Significantly improve the accuracy of assessing cell health and concentration from freshly harvested peripheral blood mononuclear cells with automated counters. See detailed protocol on how to count PBMC using the Countess II FL Automated Cell Counter.

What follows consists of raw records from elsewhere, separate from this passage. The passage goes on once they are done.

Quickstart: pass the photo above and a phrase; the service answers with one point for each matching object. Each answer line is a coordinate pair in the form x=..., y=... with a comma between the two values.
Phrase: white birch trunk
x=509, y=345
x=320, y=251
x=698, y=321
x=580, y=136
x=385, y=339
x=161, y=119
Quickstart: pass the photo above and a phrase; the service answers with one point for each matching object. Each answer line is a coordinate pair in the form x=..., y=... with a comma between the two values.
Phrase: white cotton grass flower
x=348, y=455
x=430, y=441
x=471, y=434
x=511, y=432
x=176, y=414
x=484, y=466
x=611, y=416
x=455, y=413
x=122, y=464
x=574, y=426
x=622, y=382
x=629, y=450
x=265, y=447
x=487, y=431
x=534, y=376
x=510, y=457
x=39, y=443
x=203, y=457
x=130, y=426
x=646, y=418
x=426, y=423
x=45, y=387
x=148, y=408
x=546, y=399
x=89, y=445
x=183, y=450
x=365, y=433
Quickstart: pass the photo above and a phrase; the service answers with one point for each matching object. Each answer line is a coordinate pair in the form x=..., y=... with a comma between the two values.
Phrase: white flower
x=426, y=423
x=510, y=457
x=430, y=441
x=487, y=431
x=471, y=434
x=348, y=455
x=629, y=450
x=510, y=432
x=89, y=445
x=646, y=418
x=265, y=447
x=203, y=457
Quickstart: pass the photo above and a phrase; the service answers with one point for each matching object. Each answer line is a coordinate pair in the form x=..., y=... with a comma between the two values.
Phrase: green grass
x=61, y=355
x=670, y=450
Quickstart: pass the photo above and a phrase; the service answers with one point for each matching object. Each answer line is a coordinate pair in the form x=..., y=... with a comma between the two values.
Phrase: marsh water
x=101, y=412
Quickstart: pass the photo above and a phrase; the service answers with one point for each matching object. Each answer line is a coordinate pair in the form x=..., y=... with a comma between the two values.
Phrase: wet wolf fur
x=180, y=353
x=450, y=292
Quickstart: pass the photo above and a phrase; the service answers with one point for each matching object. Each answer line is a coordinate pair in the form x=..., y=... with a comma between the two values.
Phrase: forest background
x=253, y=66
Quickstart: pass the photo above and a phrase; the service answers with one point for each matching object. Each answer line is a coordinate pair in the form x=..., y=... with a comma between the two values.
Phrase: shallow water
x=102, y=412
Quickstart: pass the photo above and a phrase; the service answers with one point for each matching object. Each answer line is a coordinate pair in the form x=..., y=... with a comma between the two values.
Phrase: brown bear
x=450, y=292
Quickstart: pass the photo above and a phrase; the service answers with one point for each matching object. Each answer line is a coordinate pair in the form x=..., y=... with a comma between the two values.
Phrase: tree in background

Supplemental protocol B: isolation of immune cells from lymphoid tissue

Materials

  1. 60 x 15 mm cell culture dish (e.g., Nunc Cell Culture Petri Dishes, Cat. No. 150340)
  2. Plastic 3-mL syringe or two frosted glass microscope slides
  3. Cell strainer (nylon mesh)
  4. 15 mL or 50 mL conical tube (e.g., Nunc 15 mL conical sterile centrifuge tubes, Cat. No. 339650)
  5. Flow cytometry staining buffer (e.g., eBioscience Flow Cytometry Staining Buffer, Cat. No. 00-4222-26)

Procedure

  1. Harvest tissue (spleen; thymus; lymph nodes) into a cell culture dish containing 10 mL of Flow Cytometry Staining Buffer or buffer of choice. Tease apart into a single-cell suspension by pressing with the plunger of a 3 mL syringe. Alternatively, mash tissue between the frosted ends of two microscope slides using 10 mL of Flow Cytometry Staining Buffer.
  1. Place a cell strainer on top of a 15-mL conical tube. Pass cells from the cell culture dish through the cell strainer to eliminate clumps and debris.
  1. Centrifuge cell suspension at 300–400 x g for 4–5 minutes at 2–8°C. Discard the supernatant.
  1. Resuspend the cell pellet in an appropriate volume of Flow Cytometry Staining Buffer or buffer of choice and perform a cell count and viability analysis.
  1. Centrifuge cells as in step 3, and resuspend in appropriate volume of complete RPMI 1640 medium to the final cell concentration is 3 x 106 cells/mL.

Note:

Mechanical disruption of lymphoid tissue is generally sufficient to release cells into a single-cell suspension.

Note:

As cells are to be cultured, perform all steps using aseptic technique, and use buffers that do not contain azide.

For Research Use Only. Not for use in diagnostic procedures.